В этом мире любое событие, нарушающее самотек бытия, становится потрясением. Автор, замерев, вглядывается в него — любовь это, смерть или оторвавшаяся на рубахе пуговица. Не в том дело, что это последняя пуговица на последней рубахе (Симонов пишет, повторяю, об очень бедной интеллигенции), не только в этом… Ведь бедность героев не унизительна. Естественнее некуда — быть бедным в бедной жизни. Тусклой, туманной, расплывшейся. А вот феномен оторвавшейся, то есть как бы заявившей о своем отдельном существовании, пуговицы неестествен, нов, странен.
Проблема условности описываемого мира, его сложных отношений с действительным человеческим опытом одинаково стоит и перед автором игровой (игрушечной — в высоком смысле слова) прозы, и перед сочинителем non-fiction, и перед так называемым реалистом. Только последнему (если он не работает в коммерческой словесности) стократ труднее. Он голенький, весь как на ладони, со всеми своими ходами и хитростями. Ему труднее всего сделать так, чтобы было и похоже, и “немножко непохоже”, узнаваемо и неузнаваемо сразу. Он соперничает одновременно с природой и с другими текстами и не может укрыться за маской непритязательного мемуариста.
В прозе Симонова повествующий автор в полной мере наделен подобающим этой роли безличием, но не всеведением и не свободой от страдательного участия в действии. Язык стирает яркие индивидуальные черты и унижается до смиренной грамматической правильности. Логическая и хронологическая последовательность равных себе и друг другу событий и действий второстепенна — но задним числом, как бы нехотя, она все же устанавливается.

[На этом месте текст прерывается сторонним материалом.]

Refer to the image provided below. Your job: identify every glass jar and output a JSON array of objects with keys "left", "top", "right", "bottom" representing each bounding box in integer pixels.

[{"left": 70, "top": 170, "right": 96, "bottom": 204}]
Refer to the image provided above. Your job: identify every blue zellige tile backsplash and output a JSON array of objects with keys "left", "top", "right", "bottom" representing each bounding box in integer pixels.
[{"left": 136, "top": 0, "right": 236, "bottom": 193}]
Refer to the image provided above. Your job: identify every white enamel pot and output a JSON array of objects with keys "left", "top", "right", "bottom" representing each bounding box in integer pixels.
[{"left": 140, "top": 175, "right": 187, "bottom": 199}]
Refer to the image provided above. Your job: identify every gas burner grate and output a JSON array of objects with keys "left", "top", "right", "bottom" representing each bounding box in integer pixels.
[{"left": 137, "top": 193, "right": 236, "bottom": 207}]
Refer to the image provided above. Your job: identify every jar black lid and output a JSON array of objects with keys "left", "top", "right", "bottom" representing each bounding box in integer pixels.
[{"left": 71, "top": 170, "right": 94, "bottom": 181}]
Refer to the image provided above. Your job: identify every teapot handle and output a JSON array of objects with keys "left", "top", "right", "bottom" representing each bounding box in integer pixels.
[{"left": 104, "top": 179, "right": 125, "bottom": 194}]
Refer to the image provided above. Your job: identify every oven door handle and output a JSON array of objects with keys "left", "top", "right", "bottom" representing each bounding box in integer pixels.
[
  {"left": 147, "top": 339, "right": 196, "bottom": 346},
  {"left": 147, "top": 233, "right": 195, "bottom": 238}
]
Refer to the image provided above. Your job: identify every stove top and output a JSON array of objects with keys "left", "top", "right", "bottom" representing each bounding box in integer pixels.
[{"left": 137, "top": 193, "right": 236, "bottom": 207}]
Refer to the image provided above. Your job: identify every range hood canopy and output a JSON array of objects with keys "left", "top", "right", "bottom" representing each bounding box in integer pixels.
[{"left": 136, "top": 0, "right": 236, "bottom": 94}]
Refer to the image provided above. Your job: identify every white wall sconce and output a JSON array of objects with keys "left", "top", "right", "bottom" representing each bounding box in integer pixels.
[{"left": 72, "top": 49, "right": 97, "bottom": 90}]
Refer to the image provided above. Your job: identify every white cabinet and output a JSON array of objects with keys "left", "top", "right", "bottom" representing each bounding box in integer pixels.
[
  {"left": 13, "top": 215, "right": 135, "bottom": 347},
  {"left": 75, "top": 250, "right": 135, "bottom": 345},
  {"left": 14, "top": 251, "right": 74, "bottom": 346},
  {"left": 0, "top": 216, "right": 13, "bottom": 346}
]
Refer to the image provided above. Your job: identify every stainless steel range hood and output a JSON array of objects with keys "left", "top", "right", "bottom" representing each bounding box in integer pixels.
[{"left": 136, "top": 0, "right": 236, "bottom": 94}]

Логика есть, но надежды, казалось бы, никакой. Надежда в этом мире оборачивается издевательством:
“Машинистка моя, Ольга Николаевна, женщина честнейшая, совершенно не верила в лучшую жизнь.
Когда ей случалось перепечатывать мои романы про пылкие страсти в дальних странах, она так брезгливо морщилась и так растерянно прятала взгляд своих выкаченных глаз, что мне становилось стыдно…
В больнице ей попалась книга о жизни политкаторжанок в царских тюрьмах.
И ведь как им там было хорошо!
И читали они, и организовывали кружки, и учились новым языкам, ходили в белоснежных колпаках с красными крестиками и все как одна неколебимо верили в лучшую жизнь”.
И все же автор оставляет нам (втайне от себя и от нас) долю надежды на то, что “стоит вдохнуть немного жизни и желания жить, и на всех этих скулах… заиграет румянец, и сами собой — так выходят на сцену актеры — появятся и часы-кукушка, и мавр в золотом венце, и вразнобой машущие маятники, старый румяный охранник на краешке стула, и даже бутылки из-под пятизвездной, из которой они поливали свои кактусы и олеандры…”
Это не упование на “жизнь иную, мир иной”. Иного мира для Симонова нет, а если и есть, то граница (и различие) между ним и этим миром слишком малы — достаточно малы, чтобы ими можно было пренебречь.
Ужас этого мира — в нем самом, и надежда тоже — в нем самом, в нашей воле и способности увидеть его иным. Последняя цитата:
“Он пел. Он был. Он и сейчас живет в мансарде углового дома, серого и безобразного”.